Eine Politikern, die Politik tatsächlich ernst nimmt
Sie gehört zu den wenigen Politikern, die Politik tatsächlich ernst nehmen und Staat und Gesellschaft – aus ihrer Sicht – weiterentwickeln wollen. Daß sie beispielsweise die Arbeitsmigration einschränken will, ist bei Wagenknecht eben kein Aufkündigen der traditionellen Internationalität, Völkerfreundschaft und Solidarität, sondern im Gegenteil die Absicht, die Herkunftsländer nicht zu schwächen.
Auch die Merkelsche Grenzöffnung im Sommer 2015 und deren Ergebnisse hat sie analysiert.

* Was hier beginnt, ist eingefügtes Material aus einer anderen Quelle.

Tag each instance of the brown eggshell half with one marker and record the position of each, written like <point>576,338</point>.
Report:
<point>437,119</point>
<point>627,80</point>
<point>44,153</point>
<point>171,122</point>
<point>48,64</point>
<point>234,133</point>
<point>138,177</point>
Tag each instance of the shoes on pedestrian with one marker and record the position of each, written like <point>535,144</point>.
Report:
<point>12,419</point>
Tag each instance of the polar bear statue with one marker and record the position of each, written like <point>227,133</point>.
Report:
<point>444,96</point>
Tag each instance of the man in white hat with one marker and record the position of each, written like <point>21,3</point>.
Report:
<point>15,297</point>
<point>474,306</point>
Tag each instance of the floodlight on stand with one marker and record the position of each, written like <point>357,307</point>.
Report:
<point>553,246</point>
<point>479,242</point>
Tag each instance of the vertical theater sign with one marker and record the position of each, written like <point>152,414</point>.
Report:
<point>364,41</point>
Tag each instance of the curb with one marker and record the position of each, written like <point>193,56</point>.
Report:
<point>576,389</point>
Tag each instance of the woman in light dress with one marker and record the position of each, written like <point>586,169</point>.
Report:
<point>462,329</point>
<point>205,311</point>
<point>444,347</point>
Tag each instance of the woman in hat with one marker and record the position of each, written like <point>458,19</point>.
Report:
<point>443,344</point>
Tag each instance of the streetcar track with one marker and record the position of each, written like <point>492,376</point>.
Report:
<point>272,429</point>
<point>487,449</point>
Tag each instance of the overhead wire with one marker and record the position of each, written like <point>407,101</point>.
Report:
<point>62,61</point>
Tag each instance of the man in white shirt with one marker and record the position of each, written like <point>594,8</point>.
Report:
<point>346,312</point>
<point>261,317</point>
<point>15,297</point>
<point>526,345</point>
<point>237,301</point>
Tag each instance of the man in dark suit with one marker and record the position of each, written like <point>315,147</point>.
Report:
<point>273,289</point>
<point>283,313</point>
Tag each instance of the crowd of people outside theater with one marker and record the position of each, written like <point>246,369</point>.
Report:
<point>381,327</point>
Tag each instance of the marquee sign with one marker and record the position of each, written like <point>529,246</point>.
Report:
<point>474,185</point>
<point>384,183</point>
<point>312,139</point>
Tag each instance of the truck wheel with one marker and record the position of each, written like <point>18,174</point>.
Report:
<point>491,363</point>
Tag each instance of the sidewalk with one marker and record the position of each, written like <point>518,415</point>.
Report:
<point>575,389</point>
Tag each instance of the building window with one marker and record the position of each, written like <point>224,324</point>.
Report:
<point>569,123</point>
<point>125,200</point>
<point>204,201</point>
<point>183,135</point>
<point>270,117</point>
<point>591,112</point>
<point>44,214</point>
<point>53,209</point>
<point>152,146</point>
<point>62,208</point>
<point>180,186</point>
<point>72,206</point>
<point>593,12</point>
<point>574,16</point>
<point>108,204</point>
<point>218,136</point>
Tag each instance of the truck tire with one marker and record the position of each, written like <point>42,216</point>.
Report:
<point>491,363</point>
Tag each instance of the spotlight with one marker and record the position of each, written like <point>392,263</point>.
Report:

Für ihre volksnahe und damit parteiferne Position zur Flüchtlingspolitik warfen ihr Genossen auf dem Parteitag in Magdeburg im vergangenen Jahre eine Torte ins Gesicht. Vielleicht war das sogar der Moment, als Wagenknecht beschloß, einen Schlußstrich zu ziehen. Innerlich zu ausgebrannt war sie auch, um mit der „Aufstehen“-Bewegung all die latent Unzufriedenen in einer linken Einheitsfront zu vereinen und mit dieser die drei linken Parteien auf Kurs zu bringen.
Als einfache Abgeordnete kann Wagenknecht künftig selbst bestimmen, zu welchen Themen sie sich wie äußern wird. Daß sie auch weiterhin politisch etwas bewegen möchte, hat sie bereits angekündigt: „Deswegen werde ich natürlich auch nach wie vor meine Positionen öffentlich vertreten und dafür werben.“ Eine erneute Kandidatur für den Bundestag schließt sie nicht aus.